Ferigatto Júlia Lopes, Coracin Fábio Luiz, Tanimoto Hélio Massaiochi, Viola Vivian Palata, Tieghi-Neto Victor, Prado Diogo Dias, Hirai Wellinton Yoshio, Teodoro Valiana Alves, Vazquez Fabiana Lima, Rios Simone Hassan Khatib
Researcher at the Molecular Oncology Research Center, Barretos Cancer Hospital, 1331 Antenor Duarte Vilela Street - Dr. Paulo Prata, Barretos, São Paulo, 14784-400, Brazil.
Dentistry Department, Barretos Cancer Hospital, Barretos, São Paulo, Brazil.
Support Care Cancer. 2025 Jan 4;33(1):69. doi: 10.1007/s00520-024-09114-w.
To compare the treatment of osteoradionecrosis (ORN) using a protocol that incorporates antimicrobial photodynamic therapy with a conventional treatment protocol.
This retrospective study analyzed 55 patients diagnosed with ORN at a reference hospital between 2002 and 2021. Patients were treated using two different clinical protocols. Clinical treatment success was defined as the epithelialization of the ORN lesion, along with the absence of pain and local infection.
A total of 53 ORN lesions were included, with a median development time of 30 months. The patient cohort was predominantly male (83.02%), with a median age of 58 years. The main causes of ORN were prosthetic trauma (28.30%) and dental extractions due to infection (32.07%).
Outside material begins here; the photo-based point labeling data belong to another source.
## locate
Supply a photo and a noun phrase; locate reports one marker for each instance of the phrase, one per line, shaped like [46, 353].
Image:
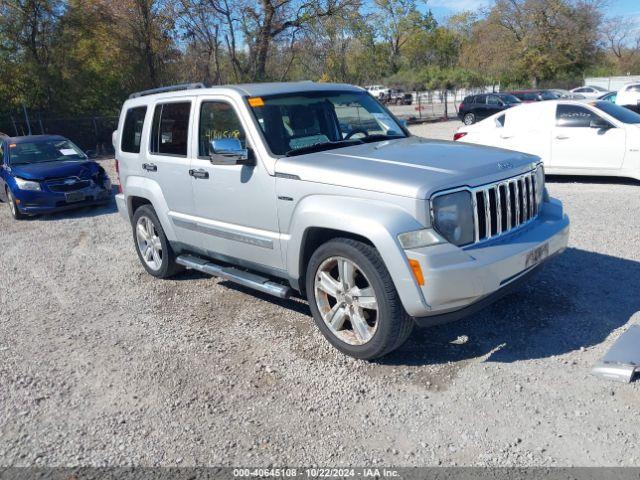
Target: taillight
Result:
[458, 135]
[118, 176]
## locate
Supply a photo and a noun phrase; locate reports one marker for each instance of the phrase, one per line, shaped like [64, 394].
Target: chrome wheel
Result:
[149, 243]
[346, 300]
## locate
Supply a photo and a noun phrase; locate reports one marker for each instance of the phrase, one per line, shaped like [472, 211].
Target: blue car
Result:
[42, 174]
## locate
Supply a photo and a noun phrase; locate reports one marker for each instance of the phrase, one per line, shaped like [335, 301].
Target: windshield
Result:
[41, 151]
[303, 122]
[621, 114]
[547, 95]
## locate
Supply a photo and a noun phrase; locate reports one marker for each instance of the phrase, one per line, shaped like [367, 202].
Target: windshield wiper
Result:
[318, 147]
[381, 136]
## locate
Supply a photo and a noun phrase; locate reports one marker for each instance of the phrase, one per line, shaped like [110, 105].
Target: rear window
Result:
[574, 116]
[132, 130]
[170, 131]
[621, 114]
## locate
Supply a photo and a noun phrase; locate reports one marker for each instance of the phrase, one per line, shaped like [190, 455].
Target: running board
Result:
[231, 274]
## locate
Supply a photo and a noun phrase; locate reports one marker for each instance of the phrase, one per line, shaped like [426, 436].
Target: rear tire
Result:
[13, 207]
[354, 301]
[153, 248]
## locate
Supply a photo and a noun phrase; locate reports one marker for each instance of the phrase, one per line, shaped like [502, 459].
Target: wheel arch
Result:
[320, 218]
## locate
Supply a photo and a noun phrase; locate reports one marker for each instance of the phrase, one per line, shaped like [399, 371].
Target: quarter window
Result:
[132, 130]
[170, 131]
[218, 120]
[574, 117]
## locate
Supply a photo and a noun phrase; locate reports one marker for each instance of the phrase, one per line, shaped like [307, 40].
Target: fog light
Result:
[417, 271]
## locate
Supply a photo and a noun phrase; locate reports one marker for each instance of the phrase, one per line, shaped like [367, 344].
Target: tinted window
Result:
[132, 131]
[170, 131]
[574, 116]
[619, 113]
[218, 120]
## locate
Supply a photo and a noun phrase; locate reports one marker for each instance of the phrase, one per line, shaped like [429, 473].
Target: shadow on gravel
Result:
[575, 301]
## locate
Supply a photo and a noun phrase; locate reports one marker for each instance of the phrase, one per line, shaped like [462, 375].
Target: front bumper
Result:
[457, 279]
[45, 202]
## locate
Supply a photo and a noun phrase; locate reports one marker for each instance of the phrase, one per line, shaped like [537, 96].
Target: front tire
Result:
[354, 301]
[153, 248]
[13, 207]
[469, 119]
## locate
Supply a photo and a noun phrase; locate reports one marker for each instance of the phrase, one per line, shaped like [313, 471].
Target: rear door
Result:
[575, 145]
[167, 160]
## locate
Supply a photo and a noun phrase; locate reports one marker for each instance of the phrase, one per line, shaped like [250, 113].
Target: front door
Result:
[575, 145]
[235, 204]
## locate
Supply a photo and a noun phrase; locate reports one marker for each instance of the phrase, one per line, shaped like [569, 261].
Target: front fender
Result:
[379, 222]
[150, 190]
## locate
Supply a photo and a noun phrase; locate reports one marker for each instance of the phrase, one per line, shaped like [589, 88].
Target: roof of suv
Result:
[32, 138]
[252, 89]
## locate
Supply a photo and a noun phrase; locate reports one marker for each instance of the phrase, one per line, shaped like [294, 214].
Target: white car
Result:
[629, 96]
[378, 91]
[590, 91]
[573, 137]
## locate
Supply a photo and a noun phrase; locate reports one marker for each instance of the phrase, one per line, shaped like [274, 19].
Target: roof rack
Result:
[173, 88]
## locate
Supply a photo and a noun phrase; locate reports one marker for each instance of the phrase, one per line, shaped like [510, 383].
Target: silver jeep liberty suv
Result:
[318, 189]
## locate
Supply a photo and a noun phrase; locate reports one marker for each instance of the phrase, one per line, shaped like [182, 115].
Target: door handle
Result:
[199, 173]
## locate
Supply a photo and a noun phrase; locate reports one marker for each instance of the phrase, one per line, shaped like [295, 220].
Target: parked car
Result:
[609, 97]
[566, 94]
[590, 91]
[378, 91]
[527, 96]
[399, 97]
[571, 137]
[47, 173]
[478, 107]
[317, 188]
[629, 97]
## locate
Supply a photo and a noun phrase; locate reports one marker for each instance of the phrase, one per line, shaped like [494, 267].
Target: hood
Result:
[412, 167]
[49, 170]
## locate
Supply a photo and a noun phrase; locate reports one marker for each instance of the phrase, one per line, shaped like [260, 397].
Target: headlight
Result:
[453, 217]
[27, 185]
[540, 185]
[419, 238]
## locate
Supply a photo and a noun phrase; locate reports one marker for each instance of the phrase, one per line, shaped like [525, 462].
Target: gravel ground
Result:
[100, 364]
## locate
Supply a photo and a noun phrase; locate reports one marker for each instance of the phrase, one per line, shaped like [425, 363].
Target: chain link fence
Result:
[92, 134]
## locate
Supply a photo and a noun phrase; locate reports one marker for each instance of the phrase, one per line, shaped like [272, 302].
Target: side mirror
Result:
[600, 124]
[228, 151]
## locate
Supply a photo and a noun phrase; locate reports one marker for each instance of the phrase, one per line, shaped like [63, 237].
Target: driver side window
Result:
[218, 120]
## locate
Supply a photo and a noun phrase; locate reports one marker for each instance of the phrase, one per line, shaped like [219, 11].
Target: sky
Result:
[444, 8]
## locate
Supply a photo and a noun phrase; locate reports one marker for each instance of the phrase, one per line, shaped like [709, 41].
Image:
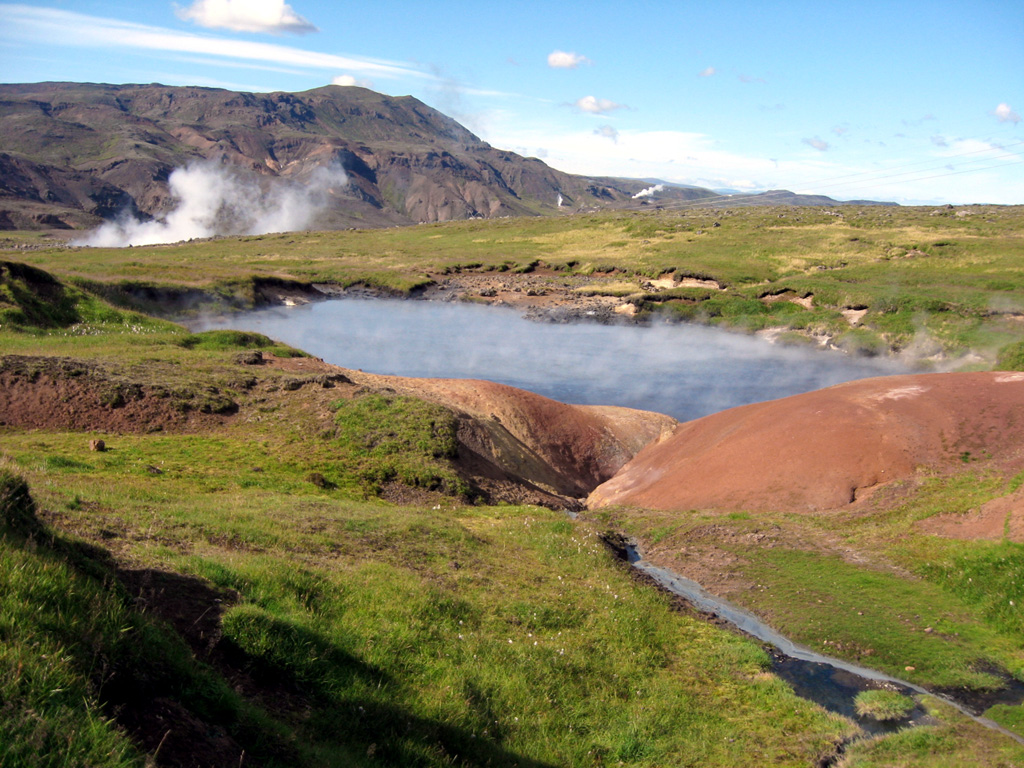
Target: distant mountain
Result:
[73, 155]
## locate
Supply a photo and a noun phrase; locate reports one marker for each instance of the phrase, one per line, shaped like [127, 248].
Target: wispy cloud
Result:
[817, 143]
[597, 105]
[1006, 115]
[273, 16]
[53, 27]
[559, 59]
[348, 80]
[921, 121]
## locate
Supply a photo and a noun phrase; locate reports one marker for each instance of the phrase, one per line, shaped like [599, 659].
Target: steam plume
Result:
[649, 192]
[212, 199]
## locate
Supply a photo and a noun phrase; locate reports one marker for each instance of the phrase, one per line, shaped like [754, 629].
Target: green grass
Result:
[884, 705]
[384, 438]
[921, 274]
[501, 635]
[388, 635]
[908, 628]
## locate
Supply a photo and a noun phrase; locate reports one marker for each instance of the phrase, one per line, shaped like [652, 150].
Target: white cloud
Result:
[348, 80]
[699, 159]
[817, 143]
[597, 105]
[1006, 114]
[559, 59]
[28, 24]
[247, 15]
[649, 192]
[211, 199]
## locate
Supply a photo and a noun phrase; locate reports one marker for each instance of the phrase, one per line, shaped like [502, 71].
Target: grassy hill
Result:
[238, 578]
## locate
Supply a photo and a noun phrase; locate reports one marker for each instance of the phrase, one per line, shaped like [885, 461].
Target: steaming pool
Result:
[684, 371]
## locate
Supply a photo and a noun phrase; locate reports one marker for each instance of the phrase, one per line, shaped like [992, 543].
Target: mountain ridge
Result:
[77, 154]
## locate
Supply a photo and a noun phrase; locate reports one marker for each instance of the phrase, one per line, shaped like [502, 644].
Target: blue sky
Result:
[911, 101]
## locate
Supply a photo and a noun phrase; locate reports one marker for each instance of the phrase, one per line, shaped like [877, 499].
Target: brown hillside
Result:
[566, 450]
[827, 449]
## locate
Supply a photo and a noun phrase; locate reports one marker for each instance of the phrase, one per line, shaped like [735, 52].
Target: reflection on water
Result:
[683, 371]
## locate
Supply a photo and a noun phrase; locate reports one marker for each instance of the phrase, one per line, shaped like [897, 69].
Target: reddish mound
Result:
[567, 450]
[996, 520]
[826, 449]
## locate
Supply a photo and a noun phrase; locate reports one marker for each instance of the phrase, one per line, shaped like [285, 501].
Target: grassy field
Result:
[934, 282]
[302, 621]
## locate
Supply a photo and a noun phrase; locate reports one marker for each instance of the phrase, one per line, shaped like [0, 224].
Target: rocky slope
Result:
[79, 153]
[75, 154]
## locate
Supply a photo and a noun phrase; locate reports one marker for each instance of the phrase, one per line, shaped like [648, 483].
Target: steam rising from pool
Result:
[683, 371]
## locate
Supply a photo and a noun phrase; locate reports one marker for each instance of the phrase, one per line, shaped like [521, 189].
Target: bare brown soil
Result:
[828, 449]
[514, 445]
[517, 445]
[998, 519]
[66, 393]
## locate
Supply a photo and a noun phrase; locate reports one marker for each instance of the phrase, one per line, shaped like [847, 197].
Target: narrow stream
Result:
[829, 682]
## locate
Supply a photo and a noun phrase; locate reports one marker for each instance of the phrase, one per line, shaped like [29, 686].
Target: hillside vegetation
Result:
[272, 563]
[932, 284]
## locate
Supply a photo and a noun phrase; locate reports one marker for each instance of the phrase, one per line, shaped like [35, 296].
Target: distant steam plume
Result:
[212, 199]
[649, 192]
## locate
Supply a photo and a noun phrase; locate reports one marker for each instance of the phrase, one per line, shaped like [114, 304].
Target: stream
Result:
[827, 681]
[684, 371]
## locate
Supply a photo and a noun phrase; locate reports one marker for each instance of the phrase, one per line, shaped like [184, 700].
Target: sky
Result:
[907, 100]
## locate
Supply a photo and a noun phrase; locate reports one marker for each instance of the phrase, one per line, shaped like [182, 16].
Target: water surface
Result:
[681, 370]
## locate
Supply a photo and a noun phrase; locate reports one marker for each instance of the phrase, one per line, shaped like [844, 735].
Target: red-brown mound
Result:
[567, 450]
[826, 449]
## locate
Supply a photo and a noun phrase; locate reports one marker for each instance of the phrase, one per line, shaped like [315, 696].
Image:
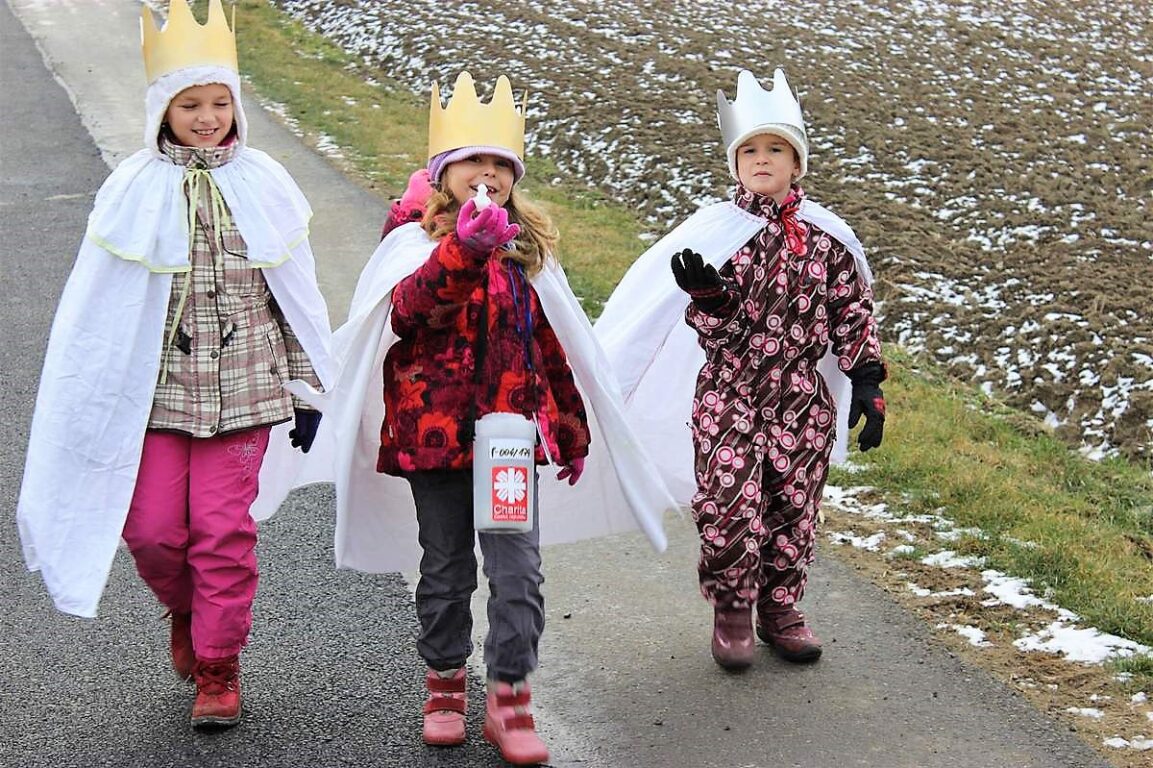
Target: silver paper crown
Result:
[758, 111]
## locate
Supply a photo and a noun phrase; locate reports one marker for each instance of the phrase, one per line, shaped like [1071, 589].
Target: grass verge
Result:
[1080, 531]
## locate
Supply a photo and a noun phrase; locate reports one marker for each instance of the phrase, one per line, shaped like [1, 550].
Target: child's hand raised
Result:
[572, 471]
[485, 231]
[699, 280]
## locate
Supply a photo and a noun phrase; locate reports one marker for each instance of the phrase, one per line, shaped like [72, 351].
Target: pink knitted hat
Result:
[444, 159]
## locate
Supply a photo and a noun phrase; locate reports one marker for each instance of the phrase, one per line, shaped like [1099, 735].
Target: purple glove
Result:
[487, 231]
[572, 471]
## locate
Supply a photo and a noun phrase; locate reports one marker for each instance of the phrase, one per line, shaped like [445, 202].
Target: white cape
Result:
[105, 348]
[376, 519]
[656, 354]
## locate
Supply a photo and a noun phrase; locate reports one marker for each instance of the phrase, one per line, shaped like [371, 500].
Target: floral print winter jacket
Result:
[429, 375]
[792, 292]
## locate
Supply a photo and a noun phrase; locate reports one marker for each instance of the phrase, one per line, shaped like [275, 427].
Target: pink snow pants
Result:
[191, 535]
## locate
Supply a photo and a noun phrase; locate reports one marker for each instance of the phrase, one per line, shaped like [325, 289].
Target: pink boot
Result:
[444, 712]
[788, 632]
[510, 727]
[733, 646]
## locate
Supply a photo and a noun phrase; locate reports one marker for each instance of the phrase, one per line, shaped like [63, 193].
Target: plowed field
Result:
[995, 159]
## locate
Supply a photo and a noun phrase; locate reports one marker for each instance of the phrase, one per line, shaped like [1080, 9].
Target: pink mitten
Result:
[411, 205]
[572, 471]
[485, 231]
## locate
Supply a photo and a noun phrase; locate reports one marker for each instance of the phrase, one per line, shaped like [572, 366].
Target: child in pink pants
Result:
[191, 303]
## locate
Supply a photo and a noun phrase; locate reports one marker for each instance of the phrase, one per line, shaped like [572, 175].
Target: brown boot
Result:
[217, 693]
[733, 646]
[510, 727]
[444, 712]
[786, 631]
[180, 644]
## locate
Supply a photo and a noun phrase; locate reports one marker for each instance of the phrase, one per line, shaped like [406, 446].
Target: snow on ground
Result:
[1062, 635]
[995, 159]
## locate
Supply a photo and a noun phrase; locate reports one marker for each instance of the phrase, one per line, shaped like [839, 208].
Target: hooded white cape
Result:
[105, 347]
[656, 354]
[376, 519]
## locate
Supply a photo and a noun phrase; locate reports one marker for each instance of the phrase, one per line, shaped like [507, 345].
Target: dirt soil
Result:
[995, 159]
[1053, 684]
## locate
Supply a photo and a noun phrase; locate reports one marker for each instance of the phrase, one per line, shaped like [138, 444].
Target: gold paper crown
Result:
[185, 43]
[467, 122]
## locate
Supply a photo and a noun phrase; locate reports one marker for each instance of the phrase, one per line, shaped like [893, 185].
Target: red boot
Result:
[180, 644]
[217, 693]
[510, 727]
[444, 712]
[789, 633]
[733, 646]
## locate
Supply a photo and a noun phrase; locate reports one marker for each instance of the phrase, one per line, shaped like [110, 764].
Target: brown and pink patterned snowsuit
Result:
[763, 421]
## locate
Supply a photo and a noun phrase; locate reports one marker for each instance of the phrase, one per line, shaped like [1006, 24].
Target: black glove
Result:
[304, 433]
[700, 280]
[868, 400]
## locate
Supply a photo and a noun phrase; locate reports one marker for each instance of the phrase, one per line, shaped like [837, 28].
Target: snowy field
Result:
[995, 159]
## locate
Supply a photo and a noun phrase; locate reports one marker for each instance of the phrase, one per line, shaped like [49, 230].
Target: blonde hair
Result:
[534, 245]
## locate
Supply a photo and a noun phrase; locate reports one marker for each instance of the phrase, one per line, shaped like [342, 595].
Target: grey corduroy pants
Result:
[447, 580]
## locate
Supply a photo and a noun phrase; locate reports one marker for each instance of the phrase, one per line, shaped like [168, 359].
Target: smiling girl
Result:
[191, 303]
[464, 313]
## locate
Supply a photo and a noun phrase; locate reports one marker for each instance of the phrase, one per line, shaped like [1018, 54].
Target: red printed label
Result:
[510, 495]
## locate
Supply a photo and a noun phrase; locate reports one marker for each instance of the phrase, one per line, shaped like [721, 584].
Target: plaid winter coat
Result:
[431, 391]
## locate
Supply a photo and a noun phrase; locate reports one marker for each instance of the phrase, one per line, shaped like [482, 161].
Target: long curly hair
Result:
[535, 242]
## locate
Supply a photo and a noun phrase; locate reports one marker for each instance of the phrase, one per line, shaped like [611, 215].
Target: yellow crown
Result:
[185, 43]
[467, 122]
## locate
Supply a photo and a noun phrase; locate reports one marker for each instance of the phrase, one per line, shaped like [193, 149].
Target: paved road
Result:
[331, 675]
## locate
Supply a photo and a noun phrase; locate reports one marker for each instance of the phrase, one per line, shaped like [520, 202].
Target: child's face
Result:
[766, 164]
[495, 172]
[201, 115]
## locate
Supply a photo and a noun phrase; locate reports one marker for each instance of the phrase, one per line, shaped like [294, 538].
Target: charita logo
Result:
[510, 494]
[513, 452]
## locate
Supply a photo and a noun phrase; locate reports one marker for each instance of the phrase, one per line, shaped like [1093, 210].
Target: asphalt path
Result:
[331, 677]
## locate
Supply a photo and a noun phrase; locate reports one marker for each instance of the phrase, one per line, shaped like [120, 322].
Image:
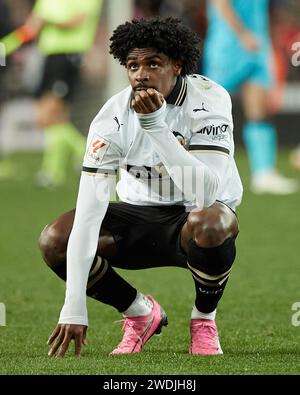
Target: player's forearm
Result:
[225, 9]
[92, 203]
[191, 176]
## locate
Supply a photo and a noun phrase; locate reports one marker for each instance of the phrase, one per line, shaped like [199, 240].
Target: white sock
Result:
[196, 315]
[139, 307]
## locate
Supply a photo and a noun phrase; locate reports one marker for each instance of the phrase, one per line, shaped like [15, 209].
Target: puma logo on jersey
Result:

Good oral hygiene and hygiene of the lesion were identified as protective factors for achieving clinical success, with a significant correlation to lesion epithelialization (p ≤ 0.0001). ORN developed more rapidly in tumors of the oral cavity, with a median time of 8 months, compared to oropharyngeal tumors, which had a median time of 39 months (p = 0.01).
The proposed treatment protocol, which includes antimicrobial photodynamic therapy, demonstrated greater effectiveness compared to the conventional protocol, achieving clinical success in 75% of the lesions analyzed in a shorter timeframe (p ≤ 0.0001). Additionally, maintaining proper oral and lesion hygiene is crucial for successful outcomes, and ORN develops more rapidly in patients with oral cavity tumors.
比较采用包含抗菌光动力疗法的方案与传统治疗方案治疗放射性骨坏死(ORN)的效果。
这项回顾性研究分析了2002年至2021年期间在一家参考医院被诊断为ORN的55例患者。患者采用两种不同的临床方案进行治疗。临床治疗成功的定义为ORN病变上皮化,且无疼痛和局部感染。
共纳入53例ORN病变,中位发病时间为30个月。患者队列以男性为主(83.02%),中位年龄为58岁。ORN的主要病因是假体创伤(28.30%)和因感染导致的拔牙(32.07%)。良好的口腔卫生和病变部位卫生被确定为实现临床成功的保护因素,与病变上皮化显著相关(p≤0.0001)。与口咽肿瘤相比,口腔肿瘤中ORN发展更快,中位时间为8个月,而口咽肿瘤的中位时间为39个月(p=0.01)。
所提出的包括抗菌光动力疗法的治疗方案与传统方案相比显示出更高的有效性,在更短的时间内使75%的分析病变获得临床成功(p≤0.0001)。此外,保持适当的口腔和病变部位卫生对成功治疗至关重要,并且ORN在口腔肿瘤患者中发展更快。